Yellow Is Joyful and Friendly
Yellow is often considered the color of joy and optimism, continuously shown to be two of Aang’s biggest characteristics.
Besides just being a usually warm and friendly person, Aang is often the first to indulge in pleasantries, especially at the start of the series, that serve no purpose other than the intention to make himself and others happy. Aang is also easily the most optimistic of all the characters, being open to forgiving his primary antagonist (Zuko) as early as a dozen episodes into the series as well as being the sole person looking for a better way to defeat his biggest enemy without doing the unthinkable.
Orange and Yellow Featured in Season Three
Notably, orange and yellow are the biggest two colors that return in his season three outfit. After his old clothes are burned beyond repair, Aang spends half a season in disguise without any of his signature colors available. Needless to say, the color shift can be pretty jarring, but the moment he doesn't have to hide anymore he adapts an outfit with the same color scheme as his original airbending robes.
The Use of Grey
One last detail I’d like to analyze about Aang is his eye color, that being a nice grey.
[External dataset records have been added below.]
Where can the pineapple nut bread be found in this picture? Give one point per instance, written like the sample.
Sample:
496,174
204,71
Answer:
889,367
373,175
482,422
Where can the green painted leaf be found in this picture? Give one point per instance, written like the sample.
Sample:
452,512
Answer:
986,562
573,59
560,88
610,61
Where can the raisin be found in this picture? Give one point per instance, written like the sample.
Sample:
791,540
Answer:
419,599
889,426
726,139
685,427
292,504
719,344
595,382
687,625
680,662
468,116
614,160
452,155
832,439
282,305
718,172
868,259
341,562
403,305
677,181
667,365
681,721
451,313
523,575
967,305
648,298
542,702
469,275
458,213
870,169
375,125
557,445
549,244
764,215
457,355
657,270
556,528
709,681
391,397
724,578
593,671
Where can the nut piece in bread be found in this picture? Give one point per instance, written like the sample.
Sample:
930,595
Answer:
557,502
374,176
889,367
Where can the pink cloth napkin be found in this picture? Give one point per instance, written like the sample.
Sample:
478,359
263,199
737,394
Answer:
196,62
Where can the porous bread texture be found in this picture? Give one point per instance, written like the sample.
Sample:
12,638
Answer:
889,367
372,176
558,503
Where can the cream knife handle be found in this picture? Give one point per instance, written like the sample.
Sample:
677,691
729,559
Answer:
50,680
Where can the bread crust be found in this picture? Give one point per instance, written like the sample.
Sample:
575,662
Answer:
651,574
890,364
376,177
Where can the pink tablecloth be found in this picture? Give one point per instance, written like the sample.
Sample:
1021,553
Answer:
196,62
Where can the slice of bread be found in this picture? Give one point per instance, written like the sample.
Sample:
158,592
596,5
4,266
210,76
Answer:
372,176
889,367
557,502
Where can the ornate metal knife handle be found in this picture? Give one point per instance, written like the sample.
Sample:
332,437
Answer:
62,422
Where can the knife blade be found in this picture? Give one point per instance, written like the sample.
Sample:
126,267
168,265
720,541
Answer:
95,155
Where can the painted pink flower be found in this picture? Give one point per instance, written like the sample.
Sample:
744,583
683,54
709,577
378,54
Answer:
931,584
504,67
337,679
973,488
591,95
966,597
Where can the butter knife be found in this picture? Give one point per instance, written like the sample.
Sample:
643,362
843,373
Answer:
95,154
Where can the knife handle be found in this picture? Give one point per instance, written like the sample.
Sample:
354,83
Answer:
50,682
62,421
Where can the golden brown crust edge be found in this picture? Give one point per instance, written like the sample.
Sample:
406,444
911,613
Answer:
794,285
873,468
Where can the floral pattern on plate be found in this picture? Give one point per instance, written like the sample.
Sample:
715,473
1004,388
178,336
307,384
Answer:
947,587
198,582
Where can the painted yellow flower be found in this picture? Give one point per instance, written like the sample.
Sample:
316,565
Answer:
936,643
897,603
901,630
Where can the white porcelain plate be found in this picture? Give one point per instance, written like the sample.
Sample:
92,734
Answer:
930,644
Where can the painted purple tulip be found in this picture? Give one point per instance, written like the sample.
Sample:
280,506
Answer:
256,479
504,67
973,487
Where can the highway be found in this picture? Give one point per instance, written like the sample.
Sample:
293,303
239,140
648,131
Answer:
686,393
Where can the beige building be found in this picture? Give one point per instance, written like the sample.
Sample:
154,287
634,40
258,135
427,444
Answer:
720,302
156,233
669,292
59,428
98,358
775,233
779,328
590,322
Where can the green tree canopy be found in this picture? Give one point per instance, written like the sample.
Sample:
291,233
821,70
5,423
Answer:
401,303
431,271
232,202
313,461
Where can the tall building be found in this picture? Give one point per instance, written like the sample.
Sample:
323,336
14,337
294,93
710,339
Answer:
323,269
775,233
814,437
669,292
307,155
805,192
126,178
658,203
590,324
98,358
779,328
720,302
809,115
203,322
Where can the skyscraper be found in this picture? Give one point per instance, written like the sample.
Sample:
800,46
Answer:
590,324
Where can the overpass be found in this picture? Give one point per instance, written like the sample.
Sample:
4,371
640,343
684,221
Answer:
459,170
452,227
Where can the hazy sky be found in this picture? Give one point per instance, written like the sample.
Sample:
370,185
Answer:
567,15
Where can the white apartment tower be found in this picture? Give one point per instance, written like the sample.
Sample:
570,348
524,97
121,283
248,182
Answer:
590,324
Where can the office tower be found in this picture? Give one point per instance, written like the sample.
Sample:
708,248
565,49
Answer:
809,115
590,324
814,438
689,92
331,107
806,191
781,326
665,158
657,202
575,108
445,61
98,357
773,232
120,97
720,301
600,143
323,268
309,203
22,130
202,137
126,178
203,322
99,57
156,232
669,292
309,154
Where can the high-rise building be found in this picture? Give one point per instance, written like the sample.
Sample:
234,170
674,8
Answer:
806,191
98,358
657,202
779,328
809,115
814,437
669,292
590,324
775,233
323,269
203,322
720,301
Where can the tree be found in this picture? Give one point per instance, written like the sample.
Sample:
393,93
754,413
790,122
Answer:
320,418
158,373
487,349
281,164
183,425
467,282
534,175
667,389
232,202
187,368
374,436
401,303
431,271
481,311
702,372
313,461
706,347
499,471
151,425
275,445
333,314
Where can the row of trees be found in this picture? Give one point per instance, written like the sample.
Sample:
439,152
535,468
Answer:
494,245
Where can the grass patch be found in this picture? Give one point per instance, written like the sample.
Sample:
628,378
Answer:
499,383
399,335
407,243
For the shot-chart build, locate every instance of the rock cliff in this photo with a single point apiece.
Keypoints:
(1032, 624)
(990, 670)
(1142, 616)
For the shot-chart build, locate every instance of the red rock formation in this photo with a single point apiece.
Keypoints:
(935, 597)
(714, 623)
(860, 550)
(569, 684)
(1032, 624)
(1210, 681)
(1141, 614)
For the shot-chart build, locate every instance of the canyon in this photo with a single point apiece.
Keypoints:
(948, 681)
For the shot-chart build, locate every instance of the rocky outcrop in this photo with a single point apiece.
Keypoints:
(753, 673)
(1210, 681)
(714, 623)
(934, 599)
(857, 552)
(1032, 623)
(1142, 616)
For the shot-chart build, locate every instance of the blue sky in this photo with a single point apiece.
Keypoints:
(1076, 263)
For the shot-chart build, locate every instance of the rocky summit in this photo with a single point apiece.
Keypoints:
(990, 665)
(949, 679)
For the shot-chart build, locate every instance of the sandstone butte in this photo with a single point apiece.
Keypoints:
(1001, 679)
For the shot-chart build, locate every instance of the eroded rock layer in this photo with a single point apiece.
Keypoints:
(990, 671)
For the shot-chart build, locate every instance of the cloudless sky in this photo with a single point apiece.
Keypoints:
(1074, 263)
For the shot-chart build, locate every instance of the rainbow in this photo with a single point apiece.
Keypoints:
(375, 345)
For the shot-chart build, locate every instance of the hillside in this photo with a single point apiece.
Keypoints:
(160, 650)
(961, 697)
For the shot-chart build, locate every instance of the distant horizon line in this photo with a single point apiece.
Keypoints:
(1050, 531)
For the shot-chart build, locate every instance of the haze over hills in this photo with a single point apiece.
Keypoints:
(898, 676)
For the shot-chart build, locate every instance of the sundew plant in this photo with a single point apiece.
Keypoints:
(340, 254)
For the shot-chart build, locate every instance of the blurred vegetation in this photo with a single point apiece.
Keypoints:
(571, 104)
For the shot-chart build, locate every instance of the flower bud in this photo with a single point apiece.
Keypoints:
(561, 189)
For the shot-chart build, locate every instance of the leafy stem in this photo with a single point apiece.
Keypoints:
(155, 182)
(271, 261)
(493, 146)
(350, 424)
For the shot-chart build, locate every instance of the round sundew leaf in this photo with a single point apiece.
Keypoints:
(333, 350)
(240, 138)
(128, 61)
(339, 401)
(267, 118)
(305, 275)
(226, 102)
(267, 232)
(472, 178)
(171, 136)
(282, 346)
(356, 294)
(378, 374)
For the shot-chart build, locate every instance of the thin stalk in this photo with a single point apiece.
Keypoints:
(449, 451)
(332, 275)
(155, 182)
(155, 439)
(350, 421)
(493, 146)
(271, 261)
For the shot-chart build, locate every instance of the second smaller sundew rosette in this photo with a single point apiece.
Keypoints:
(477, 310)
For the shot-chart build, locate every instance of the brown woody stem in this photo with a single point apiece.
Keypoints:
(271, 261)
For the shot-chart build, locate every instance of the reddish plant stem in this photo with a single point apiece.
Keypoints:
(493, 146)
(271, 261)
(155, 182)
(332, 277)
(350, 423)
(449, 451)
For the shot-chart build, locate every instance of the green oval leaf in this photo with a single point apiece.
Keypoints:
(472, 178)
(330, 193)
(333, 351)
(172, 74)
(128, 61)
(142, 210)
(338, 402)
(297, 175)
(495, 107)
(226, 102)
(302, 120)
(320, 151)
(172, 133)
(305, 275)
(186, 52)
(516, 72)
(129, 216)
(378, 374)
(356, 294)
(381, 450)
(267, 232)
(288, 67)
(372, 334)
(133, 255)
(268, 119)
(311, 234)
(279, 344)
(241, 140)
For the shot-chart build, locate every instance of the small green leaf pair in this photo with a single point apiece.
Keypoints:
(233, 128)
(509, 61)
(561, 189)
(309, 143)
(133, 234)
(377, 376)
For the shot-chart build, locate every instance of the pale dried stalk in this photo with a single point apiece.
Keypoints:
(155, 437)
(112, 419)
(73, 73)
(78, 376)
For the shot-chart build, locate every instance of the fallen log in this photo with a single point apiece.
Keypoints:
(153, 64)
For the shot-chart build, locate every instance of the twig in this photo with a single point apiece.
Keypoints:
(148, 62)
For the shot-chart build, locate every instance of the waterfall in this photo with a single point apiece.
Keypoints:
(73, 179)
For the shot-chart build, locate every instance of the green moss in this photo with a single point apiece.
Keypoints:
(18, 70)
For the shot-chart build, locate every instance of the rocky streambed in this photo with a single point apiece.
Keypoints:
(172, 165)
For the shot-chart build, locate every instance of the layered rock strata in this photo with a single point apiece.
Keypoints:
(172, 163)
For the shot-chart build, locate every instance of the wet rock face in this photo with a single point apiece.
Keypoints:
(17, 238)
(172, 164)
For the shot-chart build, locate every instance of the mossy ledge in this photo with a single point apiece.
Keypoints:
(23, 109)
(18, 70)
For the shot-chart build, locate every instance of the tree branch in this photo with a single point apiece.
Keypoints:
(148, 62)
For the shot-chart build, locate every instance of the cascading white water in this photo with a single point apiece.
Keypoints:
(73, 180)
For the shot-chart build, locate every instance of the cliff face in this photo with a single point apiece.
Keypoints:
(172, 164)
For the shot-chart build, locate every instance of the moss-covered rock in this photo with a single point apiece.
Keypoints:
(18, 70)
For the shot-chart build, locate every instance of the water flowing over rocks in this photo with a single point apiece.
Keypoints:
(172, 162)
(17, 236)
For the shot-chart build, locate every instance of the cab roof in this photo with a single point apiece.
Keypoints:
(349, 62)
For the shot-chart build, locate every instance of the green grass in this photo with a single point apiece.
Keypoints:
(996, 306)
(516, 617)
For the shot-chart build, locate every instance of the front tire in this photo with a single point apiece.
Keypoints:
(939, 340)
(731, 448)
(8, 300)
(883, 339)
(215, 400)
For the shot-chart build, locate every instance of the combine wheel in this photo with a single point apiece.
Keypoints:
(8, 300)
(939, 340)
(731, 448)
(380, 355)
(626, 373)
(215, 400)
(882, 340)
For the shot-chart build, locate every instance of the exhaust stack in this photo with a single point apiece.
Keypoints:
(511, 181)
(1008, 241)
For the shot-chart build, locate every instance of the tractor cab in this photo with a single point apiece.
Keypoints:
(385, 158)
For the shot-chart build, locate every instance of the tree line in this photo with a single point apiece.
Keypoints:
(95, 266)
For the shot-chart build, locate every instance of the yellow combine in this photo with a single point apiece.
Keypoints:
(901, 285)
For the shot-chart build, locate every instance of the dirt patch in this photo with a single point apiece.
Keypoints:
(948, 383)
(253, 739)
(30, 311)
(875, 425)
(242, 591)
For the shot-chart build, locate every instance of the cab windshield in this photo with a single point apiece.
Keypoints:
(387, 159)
This appears strange at first, because it doesn’t fit into the established pattern of eye colors in the other nations but makes a lot of sense when thinking about the meaning of colors.
Grey Is Spiritual
Grey eyes often symbolize spirituality in the modern world, which makes sense as Airbenders were shown to be the most spiritual of all the nations; so spiritual that they were the only group that consisted entirely of benders.
Gray Can Symbolize Wisdom and a Gentle Soul
Among other meanings often associated with grey or silver eyes are creativeness, gentleness, and wisdom, all things vital to Aang as a character and the Air Nomads as a larger culture. Grey eyes can also be associated with monks, on which the Air Nomads as a whole were based.